One Sunday, the strangest thing made me cry at church. It was a green chayote squash, an obscure Brazilian variety, with a puckered growth on one end that looked like a grimacing mouth. It was the ugliest piece of produce I’d ever seen. And it was wearing googly eyes, plastic ones, that someone had glued onto it. My five year old, Sam, was holding it proudly as he emerged from his Sunday School classroom. One of his teachers had spotted it in the produce aisle during the week and thought, “Sam would love this” (he did), and bought it for him. I saw that squash, and I cried – and not because it was frowning at me.

A few weeks later, I was hoping to attend a post-church lunch hosted by a friend, but the kids were sick and I had to miss it.

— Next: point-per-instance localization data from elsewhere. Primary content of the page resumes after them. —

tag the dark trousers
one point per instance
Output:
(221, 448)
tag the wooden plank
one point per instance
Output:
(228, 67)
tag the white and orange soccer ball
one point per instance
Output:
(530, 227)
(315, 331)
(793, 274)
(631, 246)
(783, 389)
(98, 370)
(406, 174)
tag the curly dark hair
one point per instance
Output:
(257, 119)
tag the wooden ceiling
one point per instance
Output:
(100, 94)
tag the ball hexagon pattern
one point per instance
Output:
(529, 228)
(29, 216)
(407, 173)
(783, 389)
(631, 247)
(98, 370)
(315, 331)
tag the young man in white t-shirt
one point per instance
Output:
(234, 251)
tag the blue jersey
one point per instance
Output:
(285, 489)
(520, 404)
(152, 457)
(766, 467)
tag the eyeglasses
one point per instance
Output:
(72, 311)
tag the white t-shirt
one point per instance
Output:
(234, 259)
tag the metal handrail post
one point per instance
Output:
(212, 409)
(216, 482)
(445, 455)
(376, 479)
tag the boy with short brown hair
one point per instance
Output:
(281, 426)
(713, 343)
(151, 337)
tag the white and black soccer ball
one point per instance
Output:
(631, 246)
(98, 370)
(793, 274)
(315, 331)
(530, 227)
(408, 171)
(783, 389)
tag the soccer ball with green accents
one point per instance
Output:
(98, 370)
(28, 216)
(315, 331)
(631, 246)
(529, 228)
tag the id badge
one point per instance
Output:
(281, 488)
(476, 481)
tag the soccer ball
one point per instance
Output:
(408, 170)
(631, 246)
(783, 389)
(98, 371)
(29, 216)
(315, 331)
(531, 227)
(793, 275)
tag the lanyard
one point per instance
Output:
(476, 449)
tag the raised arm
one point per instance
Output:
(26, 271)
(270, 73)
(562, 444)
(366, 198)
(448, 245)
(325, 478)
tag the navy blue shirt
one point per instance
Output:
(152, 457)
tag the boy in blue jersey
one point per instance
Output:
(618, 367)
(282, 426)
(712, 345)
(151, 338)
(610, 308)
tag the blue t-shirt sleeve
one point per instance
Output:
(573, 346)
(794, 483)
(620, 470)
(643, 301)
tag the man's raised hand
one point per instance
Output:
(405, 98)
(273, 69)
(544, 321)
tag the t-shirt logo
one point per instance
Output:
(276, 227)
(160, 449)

Afterwards, another friend stopped by my house, and she was holding a single green onion, the long green stem poking out of her fist. “The host sent this to you,” She said. “He was sorry you guys missed the party.” I saw that onion, and I cried – and not in the usual way people cry over onions. 

Then, recently, while my husband was traveling, two women from my community group texted me: “Can we come over to play with your kids?” They showed up at my door on a weeknight with a giant bag of kettle corn, took my two preschoolers on a walk during the squeakiest hour of the day, and then did my dishes while I put the kids to bed. After they left, I thought about that sink, that popcorn, and I cried – because of the love and friendship they represented.  

The teacher who bought the squash didn’t know about my son’s weekly pre-church anxiety, or that his only friend at church had recently moved away. The host who sent the green onion didn’t know about the disappointment of that particular Sunday, being stuck at home with sick grumpy kids. The friends who brought the popcorn didn’t know about my own insistence on self-sufficiency, of wanting to be okay on my own, of preferring to hide the evening chaos and the post-dinner wake of disaster in my kitchen. Rosaria Butterfield says that you can show someone hospitality in their own house. If that’s true, then I think you can show hospitality to others anywhere, with anything offered in a spirit of Christlike love. Hospitality is the generous reception of one another, and I have never experienced a more tangible spiritual embrace than through those three pieces of produce. 

The squash, the onion, the popcorn–three slightly offbeat everyday objects that I’ve never associated with spiritual friendship–transformed into a vehicle for vital connection. They were tangible things I could hold in my hands, reminders transmitted through all five of my senses that God has placed me in a family. Even a googly-eyed $1 squash, or a freshly-picked green onion in a vase, offered in Christlike love, says You are loved. You are thought about. I will share in the little details of your life, the crumbs and the sinkful of dishes, oh and where’s your broom? You are known. You are cared for. You are not alone. You are connected. You can ask for help, you can offer it. And that’s something anyone can manage to give. That sort of giving doesn’t require a budget or PTO, a PhD or a Nobel Prize. But it does take open eyes, ready on the lookout for the simplest opportunities. And possibly a trip to the produce aisle.